When I’m looking at observer reports, news stories, and now online streams of information about the conduct of elections, I’m thinking of democracy as a form of government in which a free citizenry fairly chooses and routinely holds accountable its rulers. In practice, this occurs when four general conditions hold:

  • Elected officials rule. Representatives chosen by citizens actually make policy, and unelected individuals, bodies, and organizations cannot veto those representatives’ decisions.
  • Elections are fair and competitive. The process by which citizens elect their rulers provides voters with meaningful choice and is free from deliberate fraud or abuse.
  • Politics is inclusive. Adult citizens have equal rights to vote and participate in government and fair opportunity to exercise those rights.
  • Civil liberties are protected. Freedoms of speech, association, and assembly give citizens the chance to deliberate on their interests, to organize in pursuit of those interests, and to monitor the performance of their elected representatives and the bureaucracies on which those officials depend.

In practical terms, that means looking for evidence that helps answer the following questions:

1. Are the officials who actually rule chosen through elections?

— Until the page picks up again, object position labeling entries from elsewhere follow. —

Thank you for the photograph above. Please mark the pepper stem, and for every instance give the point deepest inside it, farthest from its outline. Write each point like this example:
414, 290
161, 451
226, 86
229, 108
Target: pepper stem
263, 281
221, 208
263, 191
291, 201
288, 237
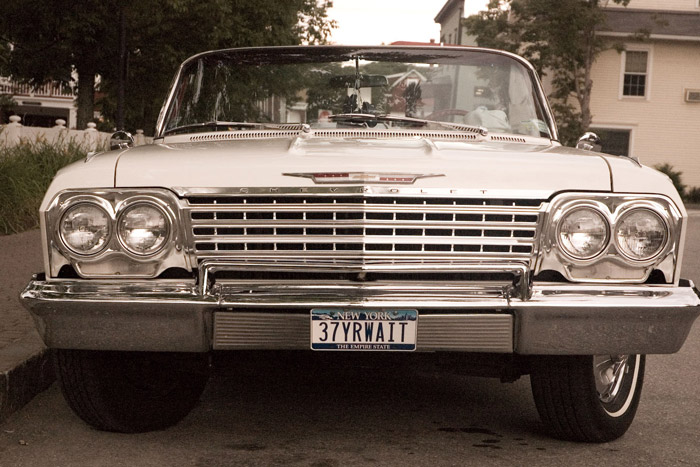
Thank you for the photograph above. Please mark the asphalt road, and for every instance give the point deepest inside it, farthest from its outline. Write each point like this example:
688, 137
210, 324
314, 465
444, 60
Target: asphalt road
306, 411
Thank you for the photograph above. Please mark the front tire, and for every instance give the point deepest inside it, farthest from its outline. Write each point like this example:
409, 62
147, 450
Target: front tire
587, 398
131, 392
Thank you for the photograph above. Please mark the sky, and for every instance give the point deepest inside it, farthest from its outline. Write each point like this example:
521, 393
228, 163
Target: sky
373, 22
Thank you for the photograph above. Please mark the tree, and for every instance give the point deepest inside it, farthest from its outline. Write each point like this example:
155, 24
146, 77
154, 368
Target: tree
559, 37
51, 40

  • The head of government is chosen directly or indirectly by popular election, or he/she is the constitutionally designated successor to an elected head of government who has resigned, died, or become incapacitated while in office.
  • The members of the legislature are chosen by popular election.
  • No unelected individual, body, or organization—domestic or foreign—wields veto power across a range of national policy issue areas.

2. Are those elections competitive?

  • At least two independent political parties field candidates for most or all national offices, including the head of government in cases where that office is filled directly by election.
  • Independent news media exist and are accessible to most citizens.
  • Processes of voter registration and identification and lists of registered voters are not manipulated, restricted, or impeded on a large scale to partisan advantage.
  • State resources are not used directly and extensively in political campaigns to the advantage of incumbent officeholders.
  • The vote-tallying process is not subject to abuse or fraud that is widespread or sufficient to change either the balance of power in the legislature or the outcome of a direct election for head of government.

3. Is the political process broadly inclusive?

  • Citizens may form independent political parties or associations without substantial interference or impediment by the state.
  • Nearly all adult citizens may stand as candidates for office.
  • Elections are based on the principals of universal and equal suffrage.

Those criteria still leave a lot of room for subjective judgment (e.g., when does the use of state resources on behalf of incumbent office-holders become “extensive”?). Even so, I think they’re specific enough to allow us to make sharper judgments about specific cases. For example, applying these criteria to today’s elections in Egypt, we can see that even wonderfully fair and competitive elections would not qualify that country as a democracy (yet) because a self-selected council of military officers continues to serve as Egypt’s executive authority, giving us a “no” to the first question. In DROC, it’s the reverse; rulers will claim an electoral mandate, but those elections won’t have been sufficiently competitive to qualify the resulting regime as a democracy.

Of course, those are not natural facts; they are my personal judgments, based on a specific idea of what democracy is, and what brings it into being. However you define democracy, though, the broader point holds. Information about the conduct of elections may no longer be scarce,  but it’s still impossible to make sense of all that noise without stepping away from the live streams long enough to develop some clear ideas about the concept of democracy it’s all meant to express.